After six seasons on ABC, it seems that plans to bring the cancelled Tim Allen sitcom Last Man Standing to Country Music Television (CMT) has failed. After ABC cancelled the show last month, the show's producers at 20th Century Fox Television engaged in talks with the cable network CMT to save the series, much like how the network gave ABC's Nashville a new home after it was cancelled. A new report reveals that talks have broken down between CMT and the producers, and while it's possible the show could be shopped around elsewhere, it's most likely finished.

The Hollywood Reporter first broke the news a week ago that CMT was in talks with the sitcom's producers for an order that some sources claimed could be a shortened order, while others claimed could be 20-episode revival spanning multiple seasons of the TV sitcom. Insiders claimed that a deal would be unlikely at the time, because the veteran show has such a high price attached to it, and the show just proved to be too pricey for the cable network.

While this development most likely means the sitcom is cancelled, the cast and writing staff remain under contract until the end of June, but if a new home hasn't been found between now and then, Last Man Standing will be through after 130 episodes. CMT would have been the most likely home for Last Man Standing, since the cable network airs syndicated repeats of the program. The sitcom's cancellation itself was quite surprising to many, since it is still a solid ratings performer, despite airing on Friday nights, when most networks save shows they have lower expectations for. Last Man Standing averaged a 1.7 rating in the 18-49 demographic last year, with an average of 8.4 million viewers tuning in each week.

Related: Tim Allen's Last Man Standing Gets Revived on Fox

Last Man Standing debuted in the 2011-2012 TV season, eventually outlasting almost every other comedy series that debuted on the network that season, such as Suburgatory, Don't Trust the B in Apt. 23, Good Christian Belles, Man Up and Work It. The show also outlasted all of the drama shows that season, with the exceptions of Scandal, which will air its final season this fall, and the hit fantasy series Once Upon a Time. The series followed Mike Baxter (Tim Allen), the marketing director for an iconic outdoor sporting goods store.
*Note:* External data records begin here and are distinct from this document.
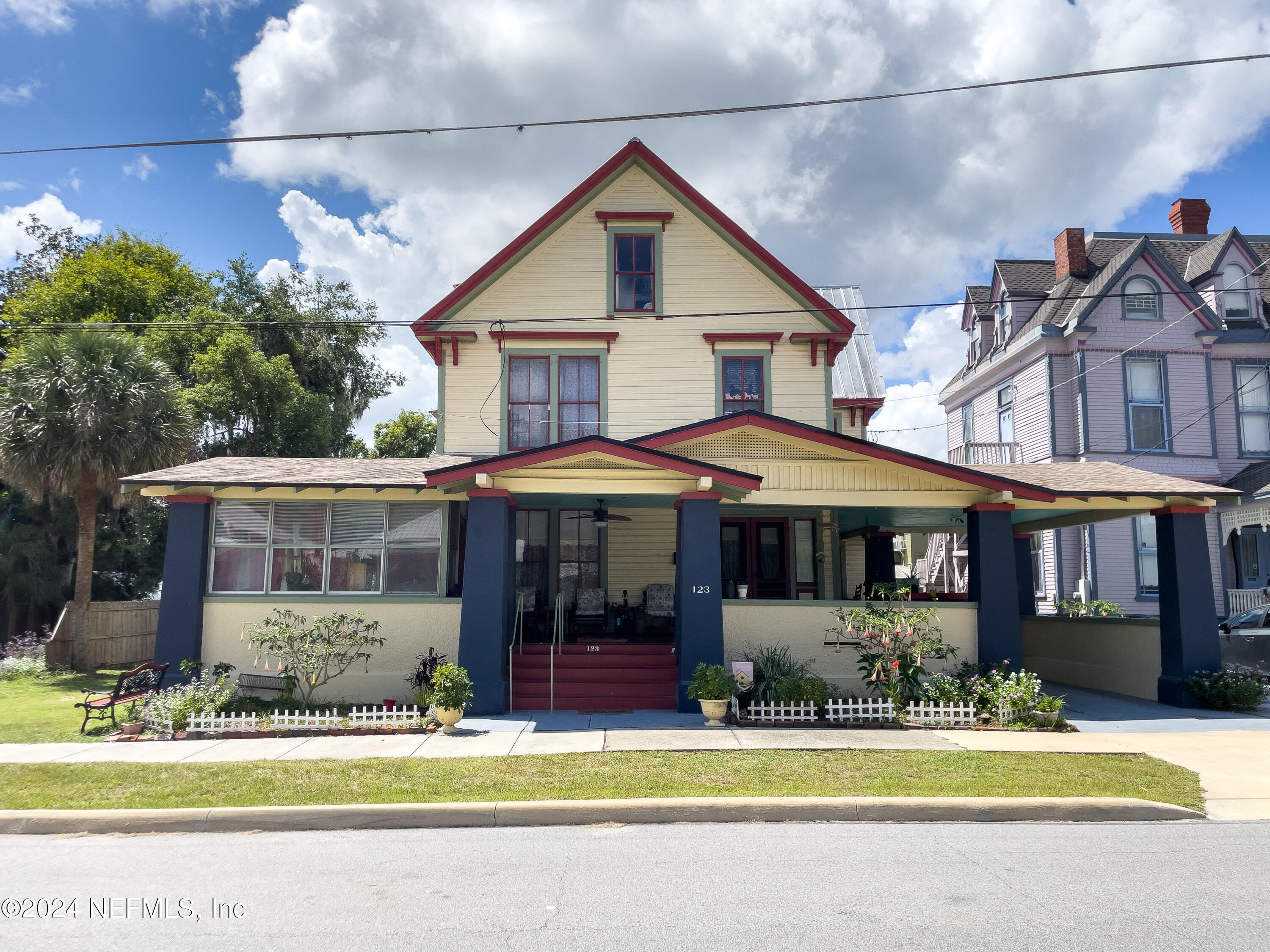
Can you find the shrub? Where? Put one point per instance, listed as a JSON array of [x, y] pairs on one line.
[[205, 693], [23, 657], [712, 682], [451, 687], [1234, 688], [312, 655]]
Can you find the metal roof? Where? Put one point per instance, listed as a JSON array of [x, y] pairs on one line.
[[855, 372]]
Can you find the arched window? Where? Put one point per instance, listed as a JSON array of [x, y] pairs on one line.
[[1235, 297], [1141, 299]]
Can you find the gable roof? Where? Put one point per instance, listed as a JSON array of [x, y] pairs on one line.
[[840, 441], [634, 153]]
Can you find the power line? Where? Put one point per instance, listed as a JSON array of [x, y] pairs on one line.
[[642, 117]]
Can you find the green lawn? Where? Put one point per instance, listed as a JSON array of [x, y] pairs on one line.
[[596, 776], [42, 710]]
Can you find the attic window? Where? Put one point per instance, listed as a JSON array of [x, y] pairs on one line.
[[633, 273]]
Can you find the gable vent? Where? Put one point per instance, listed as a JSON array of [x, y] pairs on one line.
[[748, 446]]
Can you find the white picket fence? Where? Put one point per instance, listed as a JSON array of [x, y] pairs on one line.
[[945, 715], [1009, 715], [859, 709], [801, 711], [399, 716], [211, 723], [308, 720]]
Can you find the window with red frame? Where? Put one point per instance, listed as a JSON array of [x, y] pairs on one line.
[[580, 398], [633, 273], [742, 384], [529, 398]]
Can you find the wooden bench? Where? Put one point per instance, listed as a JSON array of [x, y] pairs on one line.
[[133, 686]]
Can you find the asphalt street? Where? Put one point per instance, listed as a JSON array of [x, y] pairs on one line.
[[748, 886]]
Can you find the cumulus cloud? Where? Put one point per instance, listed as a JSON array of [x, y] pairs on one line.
[[141, 167], [908, 198], [50, 211]]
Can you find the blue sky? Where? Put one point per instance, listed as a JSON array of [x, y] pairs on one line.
[[911, 201]]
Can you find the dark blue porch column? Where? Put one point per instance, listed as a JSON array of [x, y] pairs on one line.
[[879, 559], [995, 582], [1024, 577], [1188, 619], [698, 588], [185, 581], [489, 596]]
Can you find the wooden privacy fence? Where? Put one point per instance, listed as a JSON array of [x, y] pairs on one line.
[[119, 634]]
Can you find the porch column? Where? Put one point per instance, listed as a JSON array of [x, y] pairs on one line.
[[879, 559], [1188, 620], [1024, 575], [185, 581], [994, 582], [489, 596], [698, 588]]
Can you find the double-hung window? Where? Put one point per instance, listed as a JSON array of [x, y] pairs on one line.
[[529, 396], [580, 396], [742, 384], [1253, 396], [634, 278], [1145, 544], [326, 548], [1146, 403]]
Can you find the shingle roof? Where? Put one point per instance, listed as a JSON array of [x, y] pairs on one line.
[[855, 372], [275, 471], [1102, 479]]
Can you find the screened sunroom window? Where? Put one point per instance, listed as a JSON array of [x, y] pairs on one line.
[[326, 548], [1254, 403], [1146, 404]]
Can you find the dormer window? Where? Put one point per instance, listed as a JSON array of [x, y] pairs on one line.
[[1236, 299], [1004, 320], [1141, 300], [634, 280]]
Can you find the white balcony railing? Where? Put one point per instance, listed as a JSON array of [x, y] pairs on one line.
[[1244, 600], [986, 454]]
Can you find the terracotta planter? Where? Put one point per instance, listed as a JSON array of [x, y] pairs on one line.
[[449, 718], [714, 711]]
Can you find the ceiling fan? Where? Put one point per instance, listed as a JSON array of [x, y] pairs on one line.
[[601, 518]]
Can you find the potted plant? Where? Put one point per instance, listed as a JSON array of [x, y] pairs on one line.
[[451, 688], [1046, 714], [713, 687]]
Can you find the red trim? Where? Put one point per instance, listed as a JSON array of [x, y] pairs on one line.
[[747, 418], [563, 451], [609, 337], [685, 497], [605, 217], [644, 155], [432, 344], [865, 407], [478, 493], [834, 344], [761, 337]]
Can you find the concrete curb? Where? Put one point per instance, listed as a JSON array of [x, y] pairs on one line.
[[577, 813]]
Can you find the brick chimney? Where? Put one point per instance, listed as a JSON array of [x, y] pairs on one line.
[[1070, 254], [1189, 216]]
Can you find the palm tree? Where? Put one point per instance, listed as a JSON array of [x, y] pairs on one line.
[[78, 412]]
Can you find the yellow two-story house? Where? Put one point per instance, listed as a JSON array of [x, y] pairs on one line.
[[651, 454]]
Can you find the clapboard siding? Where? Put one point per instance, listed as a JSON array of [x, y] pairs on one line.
[[661, 374], [641, 551]]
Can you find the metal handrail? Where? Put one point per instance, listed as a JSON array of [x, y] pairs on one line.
[[517, 629]]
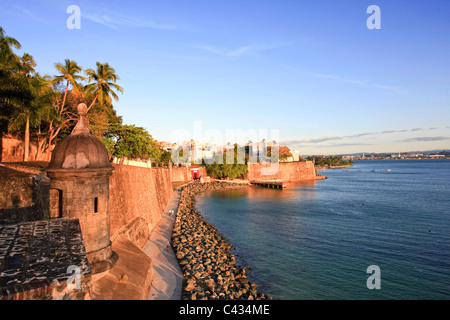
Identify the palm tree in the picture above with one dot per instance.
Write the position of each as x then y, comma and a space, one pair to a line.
26, 64
6, 43
29, 114
104, 84
68, 73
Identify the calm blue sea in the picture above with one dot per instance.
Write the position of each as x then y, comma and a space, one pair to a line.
315, 240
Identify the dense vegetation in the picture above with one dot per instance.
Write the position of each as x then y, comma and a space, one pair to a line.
323, 161
42, 108
233, 167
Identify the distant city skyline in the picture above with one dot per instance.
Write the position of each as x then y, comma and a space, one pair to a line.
310, 70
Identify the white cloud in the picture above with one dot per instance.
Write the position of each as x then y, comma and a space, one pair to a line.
244, 50
114, 20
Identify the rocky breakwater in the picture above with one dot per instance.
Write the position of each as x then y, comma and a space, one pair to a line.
209, 268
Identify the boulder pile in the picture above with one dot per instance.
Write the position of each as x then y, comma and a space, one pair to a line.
209, 268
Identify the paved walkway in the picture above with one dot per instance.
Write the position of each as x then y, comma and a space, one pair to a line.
167, 284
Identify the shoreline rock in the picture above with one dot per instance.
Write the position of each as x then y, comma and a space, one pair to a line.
209, 268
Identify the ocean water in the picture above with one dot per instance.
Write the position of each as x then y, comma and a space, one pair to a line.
315, 240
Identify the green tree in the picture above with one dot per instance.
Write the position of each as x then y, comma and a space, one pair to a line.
131, 142
102, 89
232, 170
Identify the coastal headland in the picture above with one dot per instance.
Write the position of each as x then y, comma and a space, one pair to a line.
209, 268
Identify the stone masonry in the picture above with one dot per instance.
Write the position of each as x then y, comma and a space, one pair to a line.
38, 258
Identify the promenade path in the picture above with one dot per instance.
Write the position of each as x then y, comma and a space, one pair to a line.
168, 280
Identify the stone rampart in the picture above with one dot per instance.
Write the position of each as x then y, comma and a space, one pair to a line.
137, 198
286, 171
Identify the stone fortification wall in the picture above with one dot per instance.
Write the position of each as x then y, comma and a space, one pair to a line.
183, 174
286, 171
23, 195
137, 198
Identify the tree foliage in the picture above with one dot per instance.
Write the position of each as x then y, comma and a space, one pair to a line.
132, 142
323, 161
224, 169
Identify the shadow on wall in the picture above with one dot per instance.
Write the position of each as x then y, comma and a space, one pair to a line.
23, 196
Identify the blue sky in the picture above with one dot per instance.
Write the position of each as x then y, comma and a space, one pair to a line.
311, 70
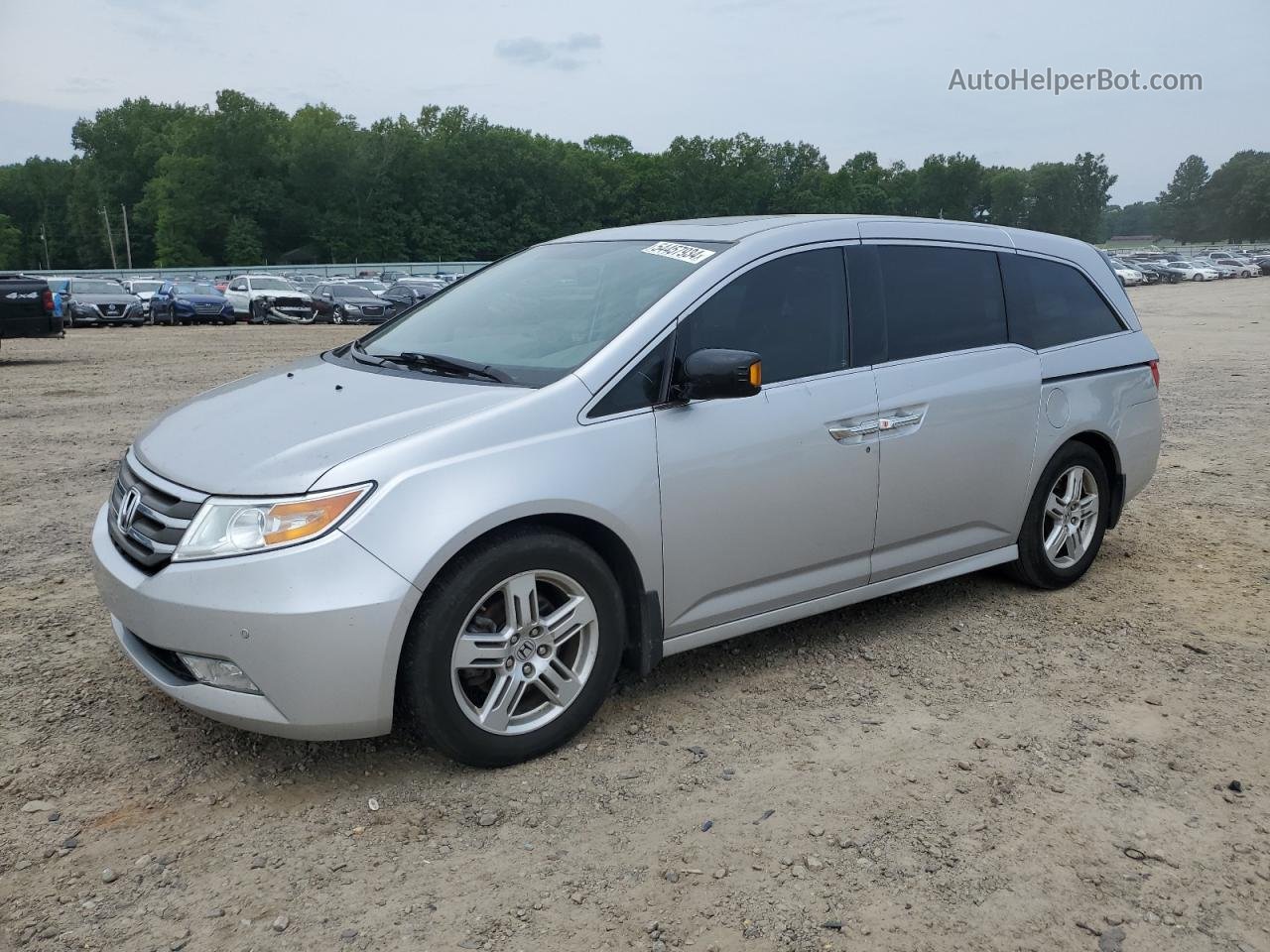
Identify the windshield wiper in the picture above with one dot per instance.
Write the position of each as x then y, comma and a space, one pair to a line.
443, 365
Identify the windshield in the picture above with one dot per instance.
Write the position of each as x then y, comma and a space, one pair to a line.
98, 287
541, 313
271, 285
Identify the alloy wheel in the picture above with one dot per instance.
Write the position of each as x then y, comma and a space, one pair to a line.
1071, 517
525, 653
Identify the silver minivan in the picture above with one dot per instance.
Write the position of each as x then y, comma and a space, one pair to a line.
615, 447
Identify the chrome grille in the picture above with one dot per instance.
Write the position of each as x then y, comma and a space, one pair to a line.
163, 516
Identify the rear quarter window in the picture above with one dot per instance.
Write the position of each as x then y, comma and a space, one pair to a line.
1053, 303
939, 299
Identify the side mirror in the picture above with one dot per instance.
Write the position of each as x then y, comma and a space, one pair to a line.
717, 375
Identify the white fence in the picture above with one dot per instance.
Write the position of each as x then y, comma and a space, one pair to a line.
324, 271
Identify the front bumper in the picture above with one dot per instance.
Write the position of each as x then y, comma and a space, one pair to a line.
318, 627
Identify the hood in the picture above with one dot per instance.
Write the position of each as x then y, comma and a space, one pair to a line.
302, 295
275, 434
119, 298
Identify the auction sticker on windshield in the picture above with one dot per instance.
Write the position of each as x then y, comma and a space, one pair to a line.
681, 253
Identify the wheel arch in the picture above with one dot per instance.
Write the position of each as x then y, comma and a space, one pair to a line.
644, 624
1105, 447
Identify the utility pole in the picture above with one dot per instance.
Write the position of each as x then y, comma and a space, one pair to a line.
109, 236
127, 241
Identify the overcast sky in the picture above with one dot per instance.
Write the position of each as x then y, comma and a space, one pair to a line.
846, 76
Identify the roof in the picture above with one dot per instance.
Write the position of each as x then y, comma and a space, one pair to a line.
739, 227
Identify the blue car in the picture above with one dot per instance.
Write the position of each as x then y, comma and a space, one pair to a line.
190, 302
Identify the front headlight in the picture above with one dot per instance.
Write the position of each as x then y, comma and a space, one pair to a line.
229, 527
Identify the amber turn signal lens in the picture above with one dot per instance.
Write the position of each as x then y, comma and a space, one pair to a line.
287, 522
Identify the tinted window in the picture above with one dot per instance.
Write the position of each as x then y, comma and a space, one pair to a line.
792, 312
640, 388
1053, 303
940, 299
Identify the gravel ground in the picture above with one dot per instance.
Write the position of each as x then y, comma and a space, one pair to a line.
969, 766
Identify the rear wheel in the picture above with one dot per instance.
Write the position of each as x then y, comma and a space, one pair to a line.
513, 649
1066, 520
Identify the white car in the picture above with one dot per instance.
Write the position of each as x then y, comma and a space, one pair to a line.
1194, 272
1243, 268
1128, 276
267, 298
144, 289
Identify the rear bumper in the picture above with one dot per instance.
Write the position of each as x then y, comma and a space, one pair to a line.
1138, 443
318, 627
39, 326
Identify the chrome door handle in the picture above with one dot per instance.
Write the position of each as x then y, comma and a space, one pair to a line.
841, 431
893, 422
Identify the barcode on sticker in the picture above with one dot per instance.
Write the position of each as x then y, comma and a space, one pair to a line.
680, 253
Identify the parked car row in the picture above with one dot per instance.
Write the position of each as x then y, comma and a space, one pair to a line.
1171, 268
257, 298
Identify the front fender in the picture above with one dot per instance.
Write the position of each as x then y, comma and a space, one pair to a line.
420, 518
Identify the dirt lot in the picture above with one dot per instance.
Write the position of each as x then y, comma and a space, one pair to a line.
973, 766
While Mike is king of the hill at work, he's the odd man out in a home that is dominated by women, namely his wife, Vanessa (Nancy Travis), and their three daughters, 22-year-old Kristin (Amanda Fuller), 17-year-old Mandy (Molly Ephraim) and 14-year-old Eve (Kaitlyn Dever). The cast also included Hector Elizondo, Christoph Sanders and Flynn Morrison.

ABC president Channing Dungey revealed at the network's upfronts that they ultimately decided to cancel the series because the network decided to move away from a comedy block on Friday nights, with the network also cancelling the other comedy series it was paired with, Dr. Ken starring Ken Jeong. The network president also stressed that Tim Allen's status as a longtime conservative Republican (he dressed up as President Donald Trump for this year's Halloween episode), had nothing to do with the cancellation. Tim Allen is one of the few prominent Republicans in Hollywood, comparing being conservative in this town to living in "30s Germany" in an interview. The actor had stated that he was "stunned" and "blindsided" by the cancellation of Last Man Standing, while 20th Century Fox Television's Howard Kurtzman stated they would explore opportunities to bring the series back, but, barring a last-second miracle, the series will not be back on the air.